Jeff Garzik Releases New Videos on Working with Bitcoin’s Mysterious Creator
Jeff Garzik, a prominent Linux contributor and early Bitcoin developer, who contributed to the Bitcoin project from 2010 to 2017, has unveiled a series of new videos that delve into his experiences working alongside Bitcoin’s enigmatic inventor, Satoshi Nakamoto.
Garzik shares unique insights from his time with the project’s founder.
Joining the Bitcoin team in July 2010, Garzik was instrumental in early software releases and made significant contributions, including the first proposal to increase the block size limit and to remove subsidies for free transactions.
During Satoshi Nakamoto’s tenure as the project maintainer, Garzik’s pull requests were accepted, including important work to separate the mining code from the main client.
The newly released videos offer a rare glimpse into Garzik’s recollections of working with Satoshi.
One of the intriguing topics covered is whether Satoshi was an individual or a group of people. Garzik reflects on Satoshi’s coding style, comparing him to a “lone genius” similar to the character portrayed in “A Beautiful Mind.”
“Satoshi as a coder, he’s more the ‘A Beautiful Mind’ type lone genius,” Garzik recalls. “When I was a computer science major, we thought highly of ourselves as coders, and we would notice that some of the other disciplines, the chemists, the biologists, the physicists, they had to do it, but they didn’t approach it as a profession. Satoshi was the same way.”
Garzik speculates that Satoshi understood the problem he aimed to solve but lacked certain foundational knowledge such as “modularity” and “unit testing” which computer science majors typically learn.
Instead, Satoshi is described as someone who “wisely pulled cryptographic solutions off the shelf” and combined existing crypto primitives in novel ways to create Bitcoin.
Garzik also describes Satoshi as a “self-taught” programmer who was humble about his limitations. He notes that Satoshi was highly focused on Bitcoin, never divulging personal details or deviating from discussions about the project.
“Satoshi would never stray from that topic. He would never let slip any personal information whatsoever, never talk about his mood, the time of day,” Garzik says. “It was always 100% all about Bitcoin.”
The videos span the period from Garzik’s initial involvement through Satoshi’s resignation from the project in January 2011, after which Gavin Andresen took over as lead maintainer.
These revelations come amid a broader trend of early Bitcoin contributors sharing their experiences. Notably, Martti ‘Sirius’ Malmi and Adam Back have recently published extensive email correspondence with Satoshi in connection with a public trial in the UK.

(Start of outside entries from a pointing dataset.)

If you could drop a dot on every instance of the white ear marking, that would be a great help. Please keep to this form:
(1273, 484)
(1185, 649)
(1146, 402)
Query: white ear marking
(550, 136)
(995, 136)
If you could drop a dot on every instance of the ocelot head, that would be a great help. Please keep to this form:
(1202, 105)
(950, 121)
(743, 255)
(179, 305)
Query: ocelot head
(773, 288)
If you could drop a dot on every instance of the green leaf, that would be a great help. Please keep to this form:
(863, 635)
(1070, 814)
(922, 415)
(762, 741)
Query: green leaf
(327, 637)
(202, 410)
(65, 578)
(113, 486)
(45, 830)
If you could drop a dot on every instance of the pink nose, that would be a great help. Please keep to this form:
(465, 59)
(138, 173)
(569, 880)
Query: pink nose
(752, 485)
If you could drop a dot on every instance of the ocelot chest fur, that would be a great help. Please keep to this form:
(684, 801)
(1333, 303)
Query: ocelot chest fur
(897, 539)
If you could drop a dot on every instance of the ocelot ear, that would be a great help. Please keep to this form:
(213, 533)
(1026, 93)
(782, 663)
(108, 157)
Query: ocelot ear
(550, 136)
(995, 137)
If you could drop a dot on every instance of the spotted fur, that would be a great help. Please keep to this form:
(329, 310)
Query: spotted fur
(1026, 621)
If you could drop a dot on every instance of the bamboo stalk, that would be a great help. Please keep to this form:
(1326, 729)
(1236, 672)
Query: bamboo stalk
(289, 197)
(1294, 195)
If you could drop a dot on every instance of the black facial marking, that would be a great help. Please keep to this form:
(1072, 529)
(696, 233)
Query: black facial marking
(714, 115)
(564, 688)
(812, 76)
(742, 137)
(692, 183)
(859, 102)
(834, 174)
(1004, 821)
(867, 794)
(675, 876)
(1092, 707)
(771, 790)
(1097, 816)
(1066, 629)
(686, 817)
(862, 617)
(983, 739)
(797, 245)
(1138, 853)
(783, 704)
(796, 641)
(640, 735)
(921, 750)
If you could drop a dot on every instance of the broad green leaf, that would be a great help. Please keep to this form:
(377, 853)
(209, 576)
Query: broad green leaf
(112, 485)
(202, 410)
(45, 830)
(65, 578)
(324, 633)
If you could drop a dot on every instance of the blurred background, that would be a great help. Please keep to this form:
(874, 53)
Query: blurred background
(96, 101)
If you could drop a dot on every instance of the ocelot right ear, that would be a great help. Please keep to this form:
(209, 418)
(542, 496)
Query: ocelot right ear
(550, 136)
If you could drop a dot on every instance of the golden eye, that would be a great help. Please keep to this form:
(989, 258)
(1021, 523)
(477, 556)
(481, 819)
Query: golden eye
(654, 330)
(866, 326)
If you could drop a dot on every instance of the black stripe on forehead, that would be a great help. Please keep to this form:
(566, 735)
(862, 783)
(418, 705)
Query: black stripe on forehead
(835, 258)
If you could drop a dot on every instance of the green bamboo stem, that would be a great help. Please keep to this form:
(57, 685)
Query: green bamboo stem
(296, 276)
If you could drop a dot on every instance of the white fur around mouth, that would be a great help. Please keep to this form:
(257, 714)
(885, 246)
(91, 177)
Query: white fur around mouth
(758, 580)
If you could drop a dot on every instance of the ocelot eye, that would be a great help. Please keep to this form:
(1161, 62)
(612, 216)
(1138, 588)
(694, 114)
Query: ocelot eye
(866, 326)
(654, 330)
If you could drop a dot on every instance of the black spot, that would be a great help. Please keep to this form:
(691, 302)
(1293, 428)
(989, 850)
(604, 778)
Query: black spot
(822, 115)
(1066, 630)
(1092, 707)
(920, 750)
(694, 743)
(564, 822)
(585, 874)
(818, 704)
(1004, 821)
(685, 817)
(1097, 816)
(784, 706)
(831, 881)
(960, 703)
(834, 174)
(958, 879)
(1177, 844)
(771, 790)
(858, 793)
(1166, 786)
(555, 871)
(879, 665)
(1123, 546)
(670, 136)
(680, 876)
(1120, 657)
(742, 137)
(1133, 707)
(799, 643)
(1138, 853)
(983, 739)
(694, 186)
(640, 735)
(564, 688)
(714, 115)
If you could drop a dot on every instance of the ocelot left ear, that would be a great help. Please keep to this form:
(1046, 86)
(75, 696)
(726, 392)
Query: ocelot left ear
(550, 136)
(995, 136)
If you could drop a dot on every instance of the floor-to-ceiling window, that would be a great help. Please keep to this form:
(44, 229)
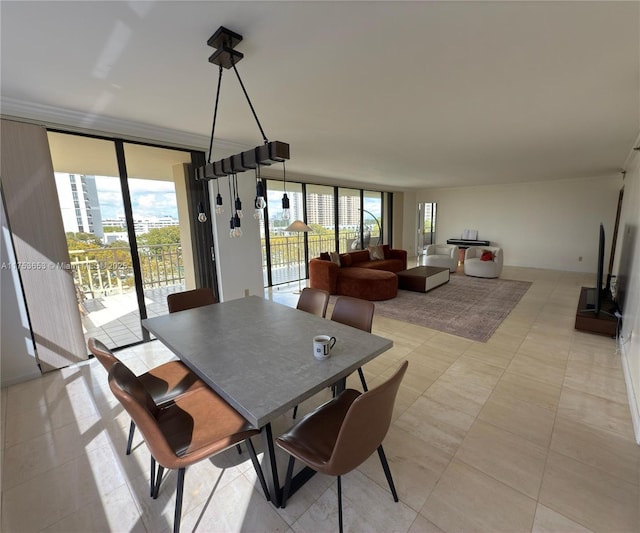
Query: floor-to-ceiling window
(340, 218)
(321, 218)
(283, 245)
(426, 226)
(372, 221)
(125, 213)
(350, 236)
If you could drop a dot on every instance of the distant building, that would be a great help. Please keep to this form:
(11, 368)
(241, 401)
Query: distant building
(141, 225)
(78, 198)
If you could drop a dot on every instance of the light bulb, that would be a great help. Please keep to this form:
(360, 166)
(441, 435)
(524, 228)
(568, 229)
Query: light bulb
(202, 217)
(286, 215)
(260, 202)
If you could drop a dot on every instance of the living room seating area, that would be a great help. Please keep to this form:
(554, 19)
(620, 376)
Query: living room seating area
(367, 274)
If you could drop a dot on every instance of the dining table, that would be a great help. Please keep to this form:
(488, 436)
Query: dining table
(258, 355)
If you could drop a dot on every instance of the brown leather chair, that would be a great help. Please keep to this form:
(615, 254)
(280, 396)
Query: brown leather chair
(313, 301)
(163, 383)
(191, 428)
(179, 301)
(340, 435)
(356, 313)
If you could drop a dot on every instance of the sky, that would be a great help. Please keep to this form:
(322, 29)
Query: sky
(148, 198)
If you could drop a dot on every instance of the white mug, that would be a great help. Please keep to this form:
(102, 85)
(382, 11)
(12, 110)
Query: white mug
(322, 345)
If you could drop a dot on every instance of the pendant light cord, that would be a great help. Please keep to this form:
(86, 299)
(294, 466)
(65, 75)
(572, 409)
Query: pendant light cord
(284, 177)
(215, 114)
(264, 137)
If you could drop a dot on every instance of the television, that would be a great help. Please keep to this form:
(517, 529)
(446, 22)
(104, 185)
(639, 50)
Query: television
(595, 295)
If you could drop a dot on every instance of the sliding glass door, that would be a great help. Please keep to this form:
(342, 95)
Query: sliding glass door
(125, 213)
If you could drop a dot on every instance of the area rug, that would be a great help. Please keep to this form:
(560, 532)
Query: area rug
(467, 307)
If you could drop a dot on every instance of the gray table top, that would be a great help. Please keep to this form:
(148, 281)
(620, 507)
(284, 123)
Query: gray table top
(258, 355)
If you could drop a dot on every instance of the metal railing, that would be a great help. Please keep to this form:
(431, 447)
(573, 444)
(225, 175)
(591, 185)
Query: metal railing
(284, 252)
(109, 271)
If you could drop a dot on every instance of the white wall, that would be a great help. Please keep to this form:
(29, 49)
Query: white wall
(540, 225)
(627, 262)
(238, 261)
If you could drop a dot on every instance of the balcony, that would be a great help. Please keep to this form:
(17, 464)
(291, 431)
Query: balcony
(105, 287)
(284, 252)
(106, 294)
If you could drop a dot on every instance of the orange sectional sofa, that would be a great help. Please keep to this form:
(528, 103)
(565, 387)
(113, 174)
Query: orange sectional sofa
(358, 275)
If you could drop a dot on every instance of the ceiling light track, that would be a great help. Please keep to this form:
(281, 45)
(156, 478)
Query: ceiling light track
(226, 57)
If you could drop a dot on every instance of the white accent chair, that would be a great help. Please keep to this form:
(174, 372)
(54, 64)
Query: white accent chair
(475, 266)
(442, 255)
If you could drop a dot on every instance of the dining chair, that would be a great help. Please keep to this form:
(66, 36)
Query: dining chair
(340, 435)
(356, 313)
(189, 429)
(179, 301)
(313, 301)
(163, 383)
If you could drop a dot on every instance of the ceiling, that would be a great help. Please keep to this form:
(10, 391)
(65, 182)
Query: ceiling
(398, 95)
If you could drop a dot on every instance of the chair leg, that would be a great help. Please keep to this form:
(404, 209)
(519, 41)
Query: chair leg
(287, 483)
(340, 503)
(152, 477)
(362, 380)
(132, 429)
(156, 488)
(258, 468)
(179, 491)
(387, 472)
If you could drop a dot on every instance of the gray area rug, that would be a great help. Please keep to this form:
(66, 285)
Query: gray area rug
(467, 307)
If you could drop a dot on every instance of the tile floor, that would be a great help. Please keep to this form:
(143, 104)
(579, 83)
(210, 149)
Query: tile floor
(529, 432)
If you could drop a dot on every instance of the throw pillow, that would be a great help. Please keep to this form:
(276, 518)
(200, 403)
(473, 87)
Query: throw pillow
(376, 253)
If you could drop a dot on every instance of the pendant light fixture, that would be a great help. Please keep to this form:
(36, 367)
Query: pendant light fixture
(226, 57)
(219, 206)
(259, 202)
(286, 213)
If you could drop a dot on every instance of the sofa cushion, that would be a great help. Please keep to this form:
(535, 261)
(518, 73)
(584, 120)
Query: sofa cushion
(390, 265)
(376, 253)
(367, 283)
(359, 256)
(345, 260)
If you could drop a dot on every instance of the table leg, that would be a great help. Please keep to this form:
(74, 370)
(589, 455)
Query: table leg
(271, 465)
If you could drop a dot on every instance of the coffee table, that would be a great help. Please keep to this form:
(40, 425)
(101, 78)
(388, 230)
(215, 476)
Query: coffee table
(422, 279)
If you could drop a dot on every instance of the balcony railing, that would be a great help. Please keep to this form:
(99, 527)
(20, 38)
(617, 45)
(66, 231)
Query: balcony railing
(109, 271)
(284, 252)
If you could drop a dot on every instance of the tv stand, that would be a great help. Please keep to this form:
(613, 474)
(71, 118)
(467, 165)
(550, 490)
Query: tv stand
(604, 323)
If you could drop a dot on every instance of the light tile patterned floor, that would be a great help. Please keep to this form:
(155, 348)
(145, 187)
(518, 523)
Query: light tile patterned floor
(529, 432)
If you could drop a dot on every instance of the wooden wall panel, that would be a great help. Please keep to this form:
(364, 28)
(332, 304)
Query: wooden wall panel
(34, 216)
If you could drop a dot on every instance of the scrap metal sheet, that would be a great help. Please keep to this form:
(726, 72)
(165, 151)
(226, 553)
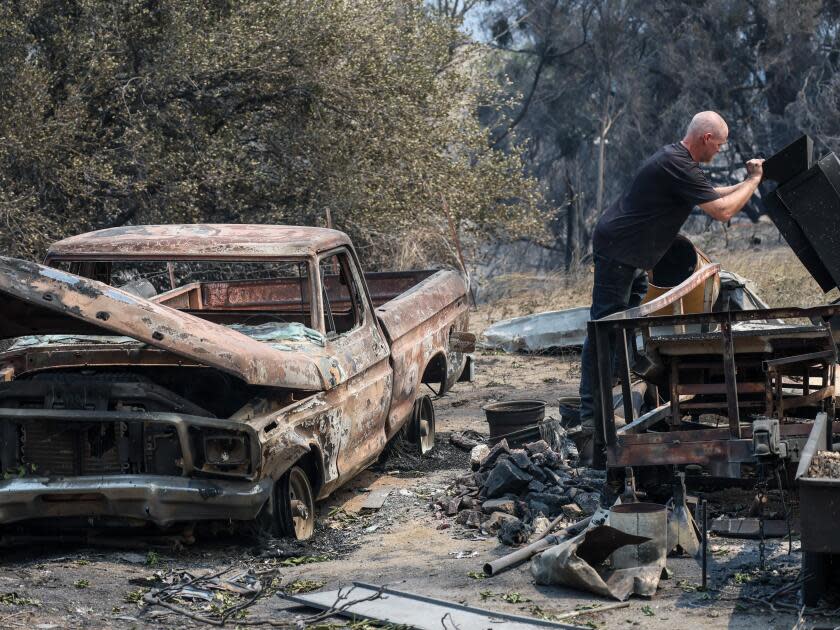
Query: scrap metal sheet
(417, 611)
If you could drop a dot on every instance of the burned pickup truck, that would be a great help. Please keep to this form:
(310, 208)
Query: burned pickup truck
(155, 375)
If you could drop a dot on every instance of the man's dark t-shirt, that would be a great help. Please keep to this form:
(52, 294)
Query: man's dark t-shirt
(640, 226)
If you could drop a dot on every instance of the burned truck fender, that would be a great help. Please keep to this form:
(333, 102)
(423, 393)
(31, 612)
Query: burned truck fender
(309, 429)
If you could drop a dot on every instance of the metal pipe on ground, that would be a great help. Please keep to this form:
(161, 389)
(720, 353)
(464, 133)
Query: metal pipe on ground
(543, 542)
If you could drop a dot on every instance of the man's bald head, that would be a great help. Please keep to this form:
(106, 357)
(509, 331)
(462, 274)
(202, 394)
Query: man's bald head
(706, 134)
(707, 122)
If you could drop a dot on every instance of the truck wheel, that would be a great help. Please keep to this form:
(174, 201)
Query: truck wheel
(295, 505)
(422, 427)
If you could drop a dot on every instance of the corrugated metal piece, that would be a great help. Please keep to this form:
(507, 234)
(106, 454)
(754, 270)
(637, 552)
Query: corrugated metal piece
(209, 241)
(417, 611)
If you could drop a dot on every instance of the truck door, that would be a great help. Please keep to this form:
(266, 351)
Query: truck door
(354, 339)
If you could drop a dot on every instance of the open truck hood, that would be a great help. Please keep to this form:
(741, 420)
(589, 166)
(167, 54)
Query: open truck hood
(39, 300)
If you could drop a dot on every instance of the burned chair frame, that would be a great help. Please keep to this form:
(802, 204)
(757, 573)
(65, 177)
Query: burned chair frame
(687, 443)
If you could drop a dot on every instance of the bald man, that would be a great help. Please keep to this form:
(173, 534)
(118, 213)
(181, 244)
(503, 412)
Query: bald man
(637, 230)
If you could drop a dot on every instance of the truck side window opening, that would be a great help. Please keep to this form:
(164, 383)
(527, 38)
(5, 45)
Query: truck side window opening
(341, 295)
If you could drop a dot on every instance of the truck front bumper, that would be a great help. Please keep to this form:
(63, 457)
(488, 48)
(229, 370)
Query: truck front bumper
(162, 500)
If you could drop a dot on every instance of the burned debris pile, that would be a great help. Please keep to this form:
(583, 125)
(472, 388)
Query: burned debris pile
(509, 489)
(825, 464)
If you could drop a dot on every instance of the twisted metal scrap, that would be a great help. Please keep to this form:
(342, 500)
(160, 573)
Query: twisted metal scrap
(163, 596)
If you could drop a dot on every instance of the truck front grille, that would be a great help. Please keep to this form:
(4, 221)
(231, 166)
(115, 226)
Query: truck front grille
(50, 448)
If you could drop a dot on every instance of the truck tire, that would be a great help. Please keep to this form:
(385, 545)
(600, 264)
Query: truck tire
(295, 505)
(422, 426)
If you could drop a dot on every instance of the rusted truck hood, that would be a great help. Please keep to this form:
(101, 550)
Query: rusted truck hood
(39, 300)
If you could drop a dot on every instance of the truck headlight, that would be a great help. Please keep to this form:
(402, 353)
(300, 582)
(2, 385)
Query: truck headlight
(226, 450)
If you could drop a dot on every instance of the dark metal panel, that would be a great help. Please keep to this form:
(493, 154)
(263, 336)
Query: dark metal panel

Although Garzik has not yet released emails with Satoshi, the videos produced by his new venture, Hemi Network, represent the most extensive public discussion he has had on the subject in recent years.
Launched in July, Hemi Network aims to provide a “modular Layer-2 protocol for superior scaling, security, and interoperability,” powered by Bitcoin and Ethereum. This initiative follows Garzik’s growing interest in blockchain networks beyond specific base-layer cryptocurrencies, as seen in his previous project, Metronome.
Garzik left the Bitcoin project in 2017 after serving as lead maintainer for a hard fork of the Bitcoin protocol. Despite initial support from the startup ecosystem, the hard fork did not formally launch.